10.お喋りは誰のため
肌を燻るような太陽の下、シキ達はオームギの案内で砂上にあるというエーテルの反応を巡っていた。
エルフ型の魔物と戦っては、ここでもないそこでもないと言いながら、一つ一つコアを求めて手がかりを潰していく。
「ここもハズレ。まぁ、そう簡単に見つかるとは思ってないけどさ」
「エルフの反応というのは、いったいどれほどあるのだ?」
「十か二十か、もしかしたら百以上かもね。なんてったってこの地そのものがエルフの亡骸だもの。いくら減らそうが、気が付けばまた増えている。貴方達も見たでしょう?」
白の魔女と共にシキやエリーゼも砂上の亡霊と戦うが、彼女の持つ大鎌でなければ魔物はただ消え去るのみ。
そんな彼女が百年以上続けて減らしてもまだ見つけられないと言うのだから、コア探しは相当骨の折れる作業であった。
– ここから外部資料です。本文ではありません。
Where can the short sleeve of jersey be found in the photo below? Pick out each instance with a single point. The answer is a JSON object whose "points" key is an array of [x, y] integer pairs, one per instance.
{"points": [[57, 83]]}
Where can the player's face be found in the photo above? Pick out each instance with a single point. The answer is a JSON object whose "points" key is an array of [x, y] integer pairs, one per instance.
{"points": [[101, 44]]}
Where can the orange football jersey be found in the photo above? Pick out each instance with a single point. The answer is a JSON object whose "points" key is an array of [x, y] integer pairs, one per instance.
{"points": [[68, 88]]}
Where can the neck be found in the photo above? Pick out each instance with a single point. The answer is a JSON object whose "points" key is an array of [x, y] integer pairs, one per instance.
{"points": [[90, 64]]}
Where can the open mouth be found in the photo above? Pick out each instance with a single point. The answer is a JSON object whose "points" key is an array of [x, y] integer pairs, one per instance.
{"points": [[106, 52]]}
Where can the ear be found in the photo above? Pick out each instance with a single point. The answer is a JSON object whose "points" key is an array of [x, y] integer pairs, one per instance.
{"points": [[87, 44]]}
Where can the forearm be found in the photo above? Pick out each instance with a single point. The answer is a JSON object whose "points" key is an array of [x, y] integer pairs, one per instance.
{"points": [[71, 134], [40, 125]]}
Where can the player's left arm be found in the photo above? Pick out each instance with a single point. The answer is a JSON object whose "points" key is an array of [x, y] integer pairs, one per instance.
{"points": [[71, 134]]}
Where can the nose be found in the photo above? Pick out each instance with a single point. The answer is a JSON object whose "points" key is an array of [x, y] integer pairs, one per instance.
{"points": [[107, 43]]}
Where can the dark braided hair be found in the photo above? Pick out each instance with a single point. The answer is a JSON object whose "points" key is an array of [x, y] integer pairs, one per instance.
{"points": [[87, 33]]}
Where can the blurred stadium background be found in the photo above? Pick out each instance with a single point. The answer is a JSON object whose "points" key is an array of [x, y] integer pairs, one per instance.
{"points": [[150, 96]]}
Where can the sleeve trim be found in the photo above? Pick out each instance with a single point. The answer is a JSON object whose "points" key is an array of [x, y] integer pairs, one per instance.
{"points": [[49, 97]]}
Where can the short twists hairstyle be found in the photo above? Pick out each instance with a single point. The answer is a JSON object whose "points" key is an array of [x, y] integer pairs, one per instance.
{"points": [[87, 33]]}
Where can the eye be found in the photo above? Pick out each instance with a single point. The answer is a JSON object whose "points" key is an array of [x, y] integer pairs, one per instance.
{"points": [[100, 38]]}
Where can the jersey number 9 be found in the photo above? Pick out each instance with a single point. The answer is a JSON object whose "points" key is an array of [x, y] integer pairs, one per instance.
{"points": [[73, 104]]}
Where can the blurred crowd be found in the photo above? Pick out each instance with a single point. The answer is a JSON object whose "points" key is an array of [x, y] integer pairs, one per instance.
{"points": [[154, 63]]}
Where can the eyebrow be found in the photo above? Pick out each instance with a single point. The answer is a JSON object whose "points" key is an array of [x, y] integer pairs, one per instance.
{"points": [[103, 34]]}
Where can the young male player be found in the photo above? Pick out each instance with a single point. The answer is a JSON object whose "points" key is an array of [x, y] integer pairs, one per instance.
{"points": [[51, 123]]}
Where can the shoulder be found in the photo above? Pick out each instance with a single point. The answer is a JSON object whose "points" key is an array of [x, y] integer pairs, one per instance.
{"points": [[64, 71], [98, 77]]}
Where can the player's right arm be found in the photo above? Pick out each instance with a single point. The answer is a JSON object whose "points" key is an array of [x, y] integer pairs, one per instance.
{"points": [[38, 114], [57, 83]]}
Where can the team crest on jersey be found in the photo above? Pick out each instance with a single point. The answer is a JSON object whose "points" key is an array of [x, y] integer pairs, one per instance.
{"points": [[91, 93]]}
「でも、このコアを始め多くの遺物は見つかった。それらを回収しているうちに、あの魔物は段々とエルフの姿から離れていったの」
「……? 最初からあの姿形では無かったのか?」
「ええ、最初なんて同胞と瓜二つだったわ。私の仲間は生きている。奴らと初めて会った時そう思ったのに、それらは全て過去の残滓でしかなかった」
慣れた様子で回収したエーテルの球をコアに吸収させ、オームギは再び大鎌を担ぐ。
「でもそんな光はもう無いわ。奴らのエーテルや遺物を回収していくうちに、段々と今の姿に近づいていったの。それは奴らを構成するエーテルの純度が変わった事を意味している。ならば、この地に眠る最後の遺物を回収する事が出来れば」
「エルフ族の魂は、蘇る事無く眠る事が出来る……。だからあなたは、コアを探し続けているのですか?」
「可能性の話、だけどね。あ、まぁもちろん、私が平和に暮らせるためってのが大前提よ。当たり前じゃない」
大真面目に語り気恥ずかしく思ったのか、オームギは照れ隠しをするように本来の目的を口にする。そんな彼女を見て、エリーゼはふと、思った事を呟いた。
「オームギさんって、意外とお喋りですよね」
思いがけない一言に、オームギは口をわなわなと震わせ驚いた。
「はぁ!? なっ、なにを急に……!!」
「だって、用が済んだら私達から記憶を消すのですよね? なのに、エルフの事やこの砂漠の事、魔物の生態から自分の目的まで、何から何まで喋ってくれるではありませんか」
「確かに。そんなにベラベラと喋って、消す記憶を増やしてどうする? 手間が増えるだけでなく、万が一消し忘れた内容があればそこから思い出すかもしれんぞ」
「…………」
コクコクとネオンも頷き、旅人達の意見が一致する。
殺すか殺されるかの危うい協力を取っている中、そんな事を言われるとは微塵も思っていなかったオームギは、図星だったかのように大きく取り乱した。
「べっ、別にそんな事私の勝手でしょう!? 最終的には必ず忘れさせるのだから、何を言ってもいいじゃない!!」
「あっ、シキさんネオンさん。私、聞いた事があります。エルフ族って賢人と呼ばれる通り知識を豊富に持ち合わせていて、その多くは仲間や尋ね人に知識を共有する事を生業にしていたとか」
「それ以前に、ただ単にこいつがお喋りなだけだと思うぞ。もしくは久しぶりの会話に気分が高揚しているかだな」
「…………」
「こらそこ頷くな! それ以上言ったら今すぐ真っ二つにするわよ!! エーテルの吸収ってのは死体になっても効果があるのか、試してみようじゃない……!!」
大鎌を振り回し威嚇する、偉大な賢人ことオームギ。知性の欠片も無い感情的なふるまいをしていると、どこからともなく不穏な空気が漂うのを一行は感じ取った。
「動物の……臭い?」
エリーゼがポツリと呟くと、何もないはずの砂上に複数の影。エルフ型の魔物を刈り取った地にて、姿の異なる敵が周囲を囲っていた。
「グルルルル…………」
「獣型の魔物だと……!!」
目の前には牙を向き、殺意を持った鋭い眼光でシキ達を睨む四つ足の獣が七、八匹ほど。獣の姿を見たオームギは、信じられないようなものを見たように目を見開いていた。
「なんでこいつらが砂漠の中に……!!」
砂漠で出会ったのは、本来生息しないはずの魔物の群れであった。